Cercare di far evolvere i linguaggi dell'olio è possibile?

Occorre anche saper far autocritica e cercare di capire dove e come si è sbagliato. Se troppe informazioni false sull'extra vergine continuano a circolare, dobbiamo interrogarci sulla percezione del consumatore.
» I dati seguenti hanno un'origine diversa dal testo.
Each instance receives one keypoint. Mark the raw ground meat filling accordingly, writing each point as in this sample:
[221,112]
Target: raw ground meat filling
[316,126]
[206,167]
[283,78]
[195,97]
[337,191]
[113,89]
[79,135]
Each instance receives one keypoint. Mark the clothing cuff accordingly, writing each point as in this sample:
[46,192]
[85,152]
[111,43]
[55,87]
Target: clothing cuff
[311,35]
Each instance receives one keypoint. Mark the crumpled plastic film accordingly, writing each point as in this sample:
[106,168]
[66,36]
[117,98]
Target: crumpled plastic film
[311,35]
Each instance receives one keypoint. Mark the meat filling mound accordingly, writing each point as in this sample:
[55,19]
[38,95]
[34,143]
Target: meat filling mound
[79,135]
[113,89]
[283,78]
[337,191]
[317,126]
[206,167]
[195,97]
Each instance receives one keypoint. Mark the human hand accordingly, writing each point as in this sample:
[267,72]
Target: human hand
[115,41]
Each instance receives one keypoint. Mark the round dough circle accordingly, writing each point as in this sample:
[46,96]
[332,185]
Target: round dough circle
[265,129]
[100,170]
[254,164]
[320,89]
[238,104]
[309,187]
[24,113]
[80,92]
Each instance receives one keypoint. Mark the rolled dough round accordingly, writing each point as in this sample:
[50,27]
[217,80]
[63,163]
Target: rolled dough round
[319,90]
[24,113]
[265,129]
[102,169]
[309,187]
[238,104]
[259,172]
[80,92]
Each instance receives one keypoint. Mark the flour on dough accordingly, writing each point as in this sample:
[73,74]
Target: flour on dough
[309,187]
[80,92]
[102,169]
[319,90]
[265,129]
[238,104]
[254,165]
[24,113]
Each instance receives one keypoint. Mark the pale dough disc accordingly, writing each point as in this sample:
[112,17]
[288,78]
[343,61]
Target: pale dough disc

Prima di accusare di ignoranza, ci spiega Elisabetta De Blasi, bisogna capire se sappiamo noi davvero edicare, formare e informare

27 aprile 2018 | Elisabetta De Blasi

Ma è mosto?

E' spremuto a freddo?

Non è spremuto a caldo, vero?

L'extravergine si ottiene dalla prima spremitura delle olive.

Ah ma io questi oli li conosco tutti (10 extravergini in assaggio).

No no non assaggio...io lo faccio l'olio!

Queste sono solo alcune delle frasi celebri, delle perle di saggezza che tocca sentire dai consumatori con cui si entra in contatto quando si fanno eventi di degustazione pubblica tipo Oil Bar o banchi di degustazione, ovvero dove si sta fermi attendendo che qualcuno colpito dalla curiosità o dalla necessità di saperne di più si avvicini per assaggiare.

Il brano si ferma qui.